James: Yeah, it is built in Rust.

Brian: Yeah, so Rust is the new hotness so go learn it. Actually, I will mention that Rust has really come along as a language. Twitter went with it back in like 2015, early days, pre 1.0, and a bit confusing for me because I didn't come from a C or a C++. Well, C would've been easier, but C++ I didn't understand the memory management and all that stuff. I think Rust has become way more elegant, so if you are like me and haven't touched it in years, definitely worth looking at it again.

James: Yeah, 100%. Rust is good, Rust is fun. If you want something a little different with more elegant memory management and some other stuff, it's worth checking out, especially now.

Brian: Cool. Yeah. Check out Zed for sure. Do you have another pick for us?

James: I do. One more, it's another tech one, it's Upstash. Upstash is essentially serverless data from Retis or somewhere like that where you can basically use it on the edge. It works really well with NextJS and you can also implement things like rate limiting with two lines of code. So instead of having to build your own rate limiter, you can use theirs using Retis, and it takes like maybe five minutes to setup and you can start protecting routes with rate limiting.

Yeah, it's really good. It's a great, great thing. I don't think they get enough love in the industry, in our space right now. But they're really one of the easiest and fastest ways to do things like caching and rate limiting. Definitely check it out.

Brian: Perfect. Yeah, I definitely looked at it a couple months ago, I think I saw it on one of Theo's live streams. Yeah, it's not a problem I'm solving directly because I now hire people for that. But yeah, it's definitely a thing that's on my radar and if I ever want to start from scratch again and build my own servers I'm going to connect that to my NextJS app.

James: Yeah, absolutely.

Brian: Cool. Well, James, thanks so much for coming through, talking about Clerk. Folks, definitely check it out. I think the development in the last couple of months has been amazing. Also we didn't even talk about Clerk being tweeted out by Nat Friedman recently as well, and getting a ton of exposure that way. So everyone, go check out that tweet and what Nat's building.

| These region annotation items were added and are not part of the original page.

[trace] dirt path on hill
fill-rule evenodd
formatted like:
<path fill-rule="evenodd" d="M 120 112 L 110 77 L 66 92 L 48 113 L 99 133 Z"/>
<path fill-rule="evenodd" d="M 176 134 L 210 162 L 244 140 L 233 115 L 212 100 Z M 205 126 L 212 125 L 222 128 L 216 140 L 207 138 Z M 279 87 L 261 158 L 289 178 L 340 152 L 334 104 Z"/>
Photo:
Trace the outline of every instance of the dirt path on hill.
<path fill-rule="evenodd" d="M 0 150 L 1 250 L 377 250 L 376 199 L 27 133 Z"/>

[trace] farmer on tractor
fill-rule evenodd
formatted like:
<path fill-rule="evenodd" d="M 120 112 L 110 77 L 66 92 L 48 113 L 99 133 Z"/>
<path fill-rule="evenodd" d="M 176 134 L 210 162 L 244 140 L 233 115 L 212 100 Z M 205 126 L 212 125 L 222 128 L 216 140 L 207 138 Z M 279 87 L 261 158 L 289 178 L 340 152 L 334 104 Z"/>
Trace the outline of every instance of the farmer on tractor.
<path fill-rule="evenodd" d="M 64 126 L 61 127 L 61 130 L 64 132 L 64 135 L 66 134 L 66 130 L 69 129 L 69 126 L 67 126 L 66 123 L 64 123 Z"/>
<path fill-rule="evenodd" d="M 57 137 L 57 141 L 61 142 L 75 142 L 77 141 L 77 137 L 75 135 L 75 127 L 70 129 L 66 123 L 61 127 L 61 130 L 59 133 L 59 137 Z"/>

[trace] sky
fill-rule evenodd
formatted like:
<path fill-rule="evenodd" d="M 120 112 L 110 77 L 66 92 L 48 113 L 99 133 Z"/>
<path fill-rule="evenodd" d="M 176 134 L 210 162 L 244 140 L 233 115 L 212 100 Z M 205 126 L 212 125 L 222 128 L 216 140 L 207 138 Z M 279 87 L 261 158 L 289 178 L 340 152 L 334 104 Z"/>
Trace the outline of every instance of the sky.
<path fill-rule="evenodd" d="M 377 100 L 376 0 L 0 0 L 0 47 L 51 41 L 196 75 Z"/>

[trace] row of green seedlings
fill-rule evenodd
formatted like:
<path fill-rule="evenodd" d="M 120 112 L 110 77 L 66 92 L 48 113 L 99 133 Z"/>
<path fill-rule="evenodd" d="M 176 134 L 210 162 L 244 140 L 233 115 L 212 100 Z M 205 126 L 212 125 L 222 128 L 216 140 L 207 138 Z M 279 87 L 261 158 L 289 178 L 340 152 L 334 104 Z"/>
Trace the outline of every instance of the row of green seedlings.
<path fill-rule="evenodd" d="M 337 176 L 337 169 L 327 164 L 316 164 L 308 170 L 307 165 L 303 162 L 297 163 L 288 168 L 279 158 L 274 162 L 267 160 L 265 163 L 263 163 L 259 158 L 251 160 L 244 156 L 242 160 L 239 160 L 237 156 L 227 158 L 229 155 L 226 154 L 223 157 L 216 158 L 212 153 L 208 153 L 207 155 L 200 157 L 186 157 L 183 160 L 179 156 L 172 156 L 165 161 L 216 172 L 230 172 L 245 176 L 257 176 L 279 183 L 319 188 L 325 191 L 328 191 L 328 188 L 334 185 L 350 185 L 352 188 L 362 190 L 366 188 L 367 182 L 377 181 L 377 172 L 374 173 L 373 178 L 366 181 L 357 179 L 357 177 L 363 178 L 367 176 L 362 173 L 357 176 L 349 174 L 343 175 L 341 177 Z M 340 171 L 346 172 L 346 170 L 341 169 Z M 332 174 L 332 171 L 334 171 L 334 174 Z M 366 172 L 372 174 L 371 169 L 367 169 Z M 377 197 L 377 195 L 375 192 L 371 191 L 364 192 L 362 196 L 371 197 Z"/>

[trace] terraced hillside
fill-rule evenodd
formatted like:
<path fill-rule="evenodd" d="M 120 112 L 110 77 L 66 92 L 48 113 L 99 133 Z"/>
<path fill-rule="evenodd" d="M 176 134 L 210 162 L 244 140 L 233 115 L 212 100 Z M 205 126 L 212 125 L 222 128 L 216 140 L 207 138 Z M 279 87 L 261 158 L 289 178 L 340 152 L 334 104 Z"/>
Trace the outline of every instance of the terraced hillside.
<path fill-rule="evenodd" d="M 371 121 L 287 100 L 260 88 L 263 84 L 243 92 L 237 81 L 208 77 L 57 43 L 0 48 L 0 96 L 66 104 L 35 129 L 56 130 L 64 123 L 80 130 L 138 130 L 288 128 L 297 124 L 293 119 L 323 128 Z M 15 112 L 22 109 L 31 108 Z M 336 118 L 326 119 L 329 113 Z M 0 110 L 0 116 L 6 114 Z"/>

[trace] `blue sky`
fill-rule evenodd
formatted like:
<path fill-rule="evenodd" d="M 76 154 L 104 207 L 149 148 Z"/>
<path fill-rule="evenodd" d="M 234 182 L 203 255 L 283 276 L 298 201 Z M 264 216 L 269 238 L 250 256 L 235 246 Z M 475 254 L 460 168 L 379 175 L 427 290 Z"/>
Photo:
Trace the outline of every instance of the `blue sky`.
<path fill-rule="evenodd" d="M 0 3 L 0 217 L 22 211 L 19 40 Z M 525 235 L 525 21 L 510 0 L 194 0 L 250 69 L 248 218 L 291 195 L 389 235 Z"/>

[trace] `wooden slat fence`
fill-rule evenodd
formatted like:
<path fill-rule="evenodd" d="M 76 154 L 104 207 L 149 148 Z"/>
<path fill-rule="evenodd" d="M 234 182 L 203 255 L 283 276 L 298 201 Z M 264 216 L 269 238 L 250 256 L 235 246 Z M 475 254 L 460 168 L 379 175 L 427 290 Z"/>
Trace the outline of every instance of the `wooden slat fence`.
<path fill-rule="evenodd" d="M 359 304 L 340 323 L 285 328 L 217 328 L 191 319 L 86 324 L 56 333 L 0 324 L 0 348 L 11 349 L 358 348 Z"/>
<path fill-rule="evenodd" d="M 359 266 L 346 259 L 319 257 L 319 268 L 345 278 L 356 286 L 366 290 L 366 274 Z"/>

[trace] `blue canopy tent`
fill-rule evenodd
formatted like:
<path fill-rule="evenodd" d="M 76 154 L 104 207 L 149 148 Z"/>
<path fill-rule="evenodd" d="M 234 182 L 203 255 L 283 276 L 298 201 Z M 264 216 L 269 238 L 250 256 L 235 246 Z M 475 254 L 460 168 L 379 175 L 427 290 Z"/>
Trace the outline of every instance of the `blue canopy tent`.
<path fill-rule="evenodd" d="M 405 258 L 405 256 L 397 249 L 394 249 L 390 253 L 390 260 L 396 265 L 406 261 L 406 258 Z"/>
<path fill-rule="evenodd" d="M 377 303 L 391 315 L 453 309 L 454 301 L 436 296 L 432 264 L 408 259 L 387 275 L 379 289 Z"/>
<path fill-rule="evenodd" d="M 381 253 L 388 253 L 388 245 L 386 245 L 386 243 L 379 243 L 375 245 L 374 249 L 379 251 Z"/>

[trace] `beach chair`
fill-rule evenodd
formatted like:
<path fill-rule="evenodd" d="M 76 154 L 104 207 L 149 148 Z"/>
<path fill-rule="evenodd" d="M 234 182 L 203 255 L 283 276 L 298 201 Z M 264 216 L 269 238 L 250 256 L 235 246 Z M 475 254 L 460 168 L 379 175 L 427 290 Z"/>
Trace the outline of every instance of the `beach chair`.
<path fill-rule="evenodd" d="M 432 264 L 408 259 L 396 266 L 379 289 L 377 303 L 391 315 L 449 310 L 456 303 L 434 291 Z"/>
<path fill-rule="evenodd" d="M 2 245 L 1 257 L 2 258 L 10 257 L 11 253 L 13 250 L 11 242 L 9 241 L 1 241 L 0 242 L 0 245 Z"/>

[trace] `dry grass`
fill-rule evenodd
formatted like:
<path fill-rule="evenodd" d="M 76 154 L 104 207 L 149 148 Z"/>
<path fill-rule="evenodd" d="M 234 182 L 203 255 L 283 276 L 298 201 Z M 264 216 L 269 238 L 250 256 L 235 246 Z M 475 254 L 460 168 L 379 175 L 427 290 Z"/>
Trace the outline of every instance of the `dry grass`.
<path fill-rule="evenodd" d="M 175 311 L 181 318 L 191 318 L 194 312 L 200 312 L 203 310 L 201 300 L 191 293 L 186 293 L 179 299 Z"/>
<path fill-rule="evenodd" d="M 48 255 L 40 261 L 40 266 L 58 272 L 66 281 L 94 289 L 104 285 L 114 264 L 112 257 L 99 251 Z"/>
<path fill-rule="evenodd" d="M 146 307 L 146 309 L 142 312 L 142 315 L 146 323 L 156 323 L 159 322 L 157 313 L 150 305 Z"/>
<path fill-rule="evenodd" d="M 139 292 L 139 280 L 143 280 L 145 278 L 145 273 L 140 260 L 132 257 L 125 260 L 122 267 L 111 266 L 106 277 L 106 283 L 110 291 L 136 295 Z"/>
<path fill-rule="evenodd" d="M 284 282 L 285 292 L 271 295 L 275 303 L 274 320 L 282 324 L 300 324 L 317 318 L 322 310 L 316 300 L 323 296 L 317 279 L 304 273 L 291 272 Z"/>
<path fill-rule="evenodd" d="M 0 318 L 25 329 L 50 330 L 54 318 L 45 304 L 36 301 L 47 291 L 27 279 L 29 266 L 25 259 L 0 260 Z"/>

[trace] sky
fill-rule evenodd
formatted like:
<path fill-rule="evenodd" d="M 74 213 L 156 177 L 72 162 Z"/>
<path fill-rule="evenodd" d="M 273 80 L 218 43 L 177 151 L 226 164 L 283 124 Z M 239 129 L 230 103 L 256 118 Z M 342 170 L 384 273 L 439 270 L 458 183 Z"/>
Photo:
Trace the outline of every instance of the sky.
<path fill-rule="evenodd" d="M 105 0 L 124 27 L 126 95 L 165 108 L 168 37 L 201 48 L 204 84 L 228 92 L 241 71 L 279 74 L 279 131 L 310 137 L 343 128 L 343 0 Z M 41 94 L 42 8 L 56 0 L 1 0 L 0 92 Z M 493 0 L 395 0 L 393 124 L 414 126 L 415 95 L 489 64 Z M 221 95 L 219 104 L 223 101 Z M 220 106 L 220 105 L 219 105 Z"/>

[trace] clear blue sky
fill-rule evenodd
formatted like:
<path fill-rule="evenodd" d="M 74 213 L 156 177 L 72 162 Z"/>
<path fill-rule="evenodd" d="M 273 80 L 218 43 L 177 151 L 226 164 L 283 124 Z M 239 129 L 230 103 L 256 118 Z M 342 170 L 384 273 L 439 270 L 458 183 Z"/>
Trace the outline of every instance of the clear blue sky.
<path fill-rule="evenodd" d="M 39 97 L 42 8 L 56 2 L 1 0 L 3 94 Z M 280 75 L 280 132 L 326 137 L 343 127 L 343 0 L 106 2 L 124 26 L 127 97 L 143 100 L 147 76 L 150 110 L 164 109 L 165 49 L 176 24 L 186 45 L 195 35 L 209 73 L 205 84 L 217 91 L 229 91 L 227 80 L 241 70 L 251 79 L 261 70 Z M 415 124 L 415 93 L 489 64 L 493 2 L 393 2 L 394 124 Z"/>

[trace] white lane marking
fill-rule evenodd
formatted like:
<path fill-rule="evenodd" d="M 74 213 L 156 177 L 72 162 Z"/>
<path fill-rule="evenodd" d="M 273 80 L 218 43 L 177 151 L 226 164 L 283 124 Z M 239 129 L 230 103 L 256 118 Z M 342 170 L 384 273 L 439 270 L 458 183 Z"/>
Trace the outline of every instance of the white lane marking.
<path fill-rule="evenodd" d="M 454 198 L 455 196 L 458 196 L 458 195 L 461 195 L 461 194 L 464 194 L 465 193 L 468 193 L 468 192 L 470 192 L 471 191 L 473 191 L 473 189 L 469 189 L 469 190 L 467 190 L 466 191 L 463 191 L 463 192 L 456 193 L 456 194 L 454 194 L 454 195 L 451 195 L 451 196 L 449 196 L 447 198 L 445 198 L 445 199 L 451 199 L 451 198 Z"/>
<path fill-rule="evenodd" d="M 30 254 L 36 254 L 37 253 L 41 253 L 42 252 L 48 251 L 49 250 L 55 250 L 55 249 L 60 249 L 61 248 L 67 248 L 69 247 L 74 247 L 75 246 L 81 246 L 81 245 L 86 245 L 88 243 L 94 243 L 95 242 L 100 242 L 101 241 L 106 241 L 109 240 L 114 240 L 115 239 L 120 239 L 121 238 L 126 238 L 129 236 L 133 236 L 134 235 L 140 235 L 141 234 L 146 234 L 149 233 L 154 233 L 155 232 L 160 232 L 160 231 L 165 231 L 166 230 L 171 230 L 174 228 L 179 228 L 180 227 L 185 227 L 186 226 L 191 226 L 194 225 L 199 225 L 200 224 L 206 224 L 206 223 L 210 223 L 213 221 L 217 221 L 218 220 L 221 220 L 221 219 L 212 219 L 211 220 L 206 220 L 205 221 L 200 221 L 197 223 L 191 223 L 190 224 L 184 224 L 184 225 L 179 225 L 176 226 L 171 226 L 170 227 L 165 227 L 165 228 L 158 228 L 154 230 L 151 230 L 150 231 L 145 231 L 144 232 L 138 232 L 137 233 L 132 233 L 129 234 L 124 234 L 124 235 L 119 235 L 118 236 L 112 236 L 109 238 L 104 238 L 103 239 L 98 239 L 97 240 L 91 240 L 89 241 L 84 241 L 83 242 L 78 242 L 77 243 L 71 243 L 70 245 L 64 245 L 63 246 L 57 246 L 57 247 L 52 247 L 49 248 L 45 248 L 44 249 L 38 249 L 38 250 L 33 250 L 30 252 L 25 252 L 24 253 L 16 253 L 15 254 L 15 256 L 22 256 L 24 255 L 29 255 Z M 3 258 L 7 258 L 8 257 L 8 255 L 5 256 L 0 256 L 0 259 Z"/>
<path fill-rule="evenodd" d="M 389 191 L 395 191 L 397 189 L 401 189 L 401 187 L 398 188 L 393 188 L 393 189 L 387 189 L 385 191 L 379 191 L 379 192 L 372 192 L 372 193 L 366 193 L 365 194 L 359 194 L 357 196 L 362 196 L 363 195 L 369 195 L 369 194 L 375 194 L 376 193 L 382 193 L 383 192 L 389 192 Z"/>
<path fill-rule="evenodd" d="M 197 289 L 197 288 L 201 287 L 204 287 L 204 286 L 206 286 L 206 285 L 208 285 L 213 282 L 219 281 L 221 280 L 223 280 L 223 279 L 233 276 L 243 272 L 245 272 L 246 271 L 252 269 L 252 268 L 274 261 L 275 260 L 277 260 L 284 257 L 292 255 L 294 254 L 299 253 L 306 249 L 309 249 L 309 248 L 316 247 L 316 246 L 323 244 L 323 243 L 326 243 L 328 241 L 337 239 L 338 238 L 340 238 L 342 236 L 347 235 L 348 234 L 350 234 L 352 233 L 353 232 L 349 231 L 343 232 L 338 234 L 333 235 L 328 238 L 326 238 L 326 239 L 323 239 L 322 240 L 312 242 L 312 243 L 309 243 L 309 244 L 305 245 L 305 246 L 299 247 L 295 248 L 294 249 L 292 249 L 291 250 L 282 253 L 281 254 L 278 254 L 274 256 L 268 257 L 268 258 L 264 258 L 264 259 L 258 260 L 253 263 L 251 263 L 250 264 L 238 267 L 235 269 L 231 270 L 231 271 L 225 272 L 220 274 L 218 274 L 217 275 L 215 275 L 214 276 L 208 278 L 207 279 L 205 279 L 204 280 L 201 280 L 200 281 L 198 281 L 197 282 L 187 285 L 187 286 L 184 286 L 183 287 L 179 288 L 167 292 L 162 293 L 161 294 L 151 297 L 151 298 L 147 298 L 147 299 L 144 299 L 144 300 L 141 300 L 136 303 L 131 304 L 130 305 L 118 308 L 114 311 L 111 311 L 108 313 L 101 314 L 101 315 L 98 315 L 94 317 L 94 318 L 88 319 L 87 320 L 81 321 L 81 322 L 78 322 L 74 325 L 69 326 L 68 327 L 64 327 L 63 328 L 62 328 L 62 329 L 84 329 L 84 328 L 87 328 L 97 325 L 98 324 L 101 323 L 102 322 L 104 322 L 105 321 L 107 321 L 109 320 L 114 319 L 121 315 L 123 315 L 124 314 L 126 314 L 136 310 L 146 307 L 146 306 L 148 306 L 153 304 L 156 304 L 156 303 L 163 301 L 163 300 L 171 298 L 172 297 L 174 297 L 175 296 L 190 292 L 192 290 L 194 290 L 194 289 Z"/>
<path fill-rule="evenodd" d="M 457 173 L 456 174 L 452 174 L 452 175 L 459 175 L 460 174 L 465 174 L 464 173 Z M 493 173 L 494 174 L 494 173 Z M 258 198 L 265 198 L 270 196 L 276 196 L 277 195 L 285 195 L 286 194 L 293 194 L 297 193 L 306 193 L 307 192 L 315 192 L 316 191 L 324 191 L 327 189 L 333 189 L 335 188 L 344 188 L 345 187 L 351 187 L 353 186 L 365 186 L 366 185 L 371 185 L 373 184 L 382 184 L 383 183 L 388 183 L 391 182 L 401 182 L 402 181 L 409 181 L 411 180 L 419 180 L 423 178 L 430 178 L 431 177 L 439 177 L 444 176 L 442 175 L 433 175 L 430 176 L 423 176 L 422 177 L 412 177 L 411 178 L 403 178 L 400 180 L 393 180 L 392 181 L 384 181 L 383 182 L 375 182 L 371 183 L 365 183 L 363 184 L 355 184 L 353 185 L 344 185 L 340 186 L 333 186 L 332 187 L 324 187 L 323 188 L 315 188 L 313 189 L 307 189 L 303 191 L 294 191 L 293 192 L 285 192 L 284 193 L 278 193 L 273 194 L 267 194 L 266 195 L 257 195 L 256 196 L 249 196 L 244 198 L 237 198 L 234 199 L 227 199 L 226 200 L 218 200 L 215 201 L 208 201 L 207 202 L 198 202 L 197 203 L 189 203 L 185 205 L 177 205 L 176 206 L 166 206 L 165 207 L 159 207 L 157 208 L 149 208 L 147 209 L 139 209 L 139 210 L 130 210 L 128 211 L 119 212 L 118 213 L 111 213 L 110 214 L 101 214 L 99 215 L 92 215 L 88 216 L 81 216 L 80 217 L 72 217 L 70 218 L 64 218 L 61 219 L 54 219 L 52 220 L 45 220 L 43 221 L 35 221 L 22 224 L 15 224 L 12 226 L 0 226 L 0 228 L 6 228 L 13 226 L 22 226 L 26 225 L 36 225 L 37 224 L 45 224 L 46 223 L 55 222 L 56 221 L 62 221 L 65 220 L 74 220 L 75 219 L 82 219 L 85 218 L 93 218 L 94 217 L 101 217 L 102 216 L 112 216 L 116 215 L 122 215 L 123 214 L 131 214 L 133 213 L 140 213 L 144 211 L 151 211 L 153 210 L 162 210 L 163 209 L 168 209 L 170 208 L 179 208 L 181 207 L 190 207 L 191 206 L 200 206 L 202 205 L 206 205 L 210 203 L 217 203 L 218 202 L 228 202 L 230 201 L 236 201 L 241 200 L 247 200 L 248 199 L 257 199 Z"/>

James: Nat.dev, everybody go to Nat.dev.

Brian: Yeah. Go authenticate and login. I don't even know what he's building, it's some sort of AI. Probably some AI thing or whatever.

James: Yeah. It's like an AI thing and I checked it out right in the beginning. They're working really hard on it and we see a lot of spikes in traffic every week. He's having a good time, he really liked Clerk and it took him just a few minutes to get it started so it was great.

Brian: Yeah, amazing. It's nice to have that experience which you're working on, that zero to dev experience. So folks, if you followed me for a while and have seen my previous Heavybit talks as well, I'm all about onboarding and if you can onboard... I say that with the caveat, onboarding with OpenSauced , not great yet. We'll focus on that eventually. But yeah, onboarding, as soon as you hear about the product, how quickly can you be behind the driver seat? That's an amazing experience for Clerk that y'all are providing.

James: Yeah. Thanks so much for having me.

Brian: My pleasure. And listeners, keep spreading the jam.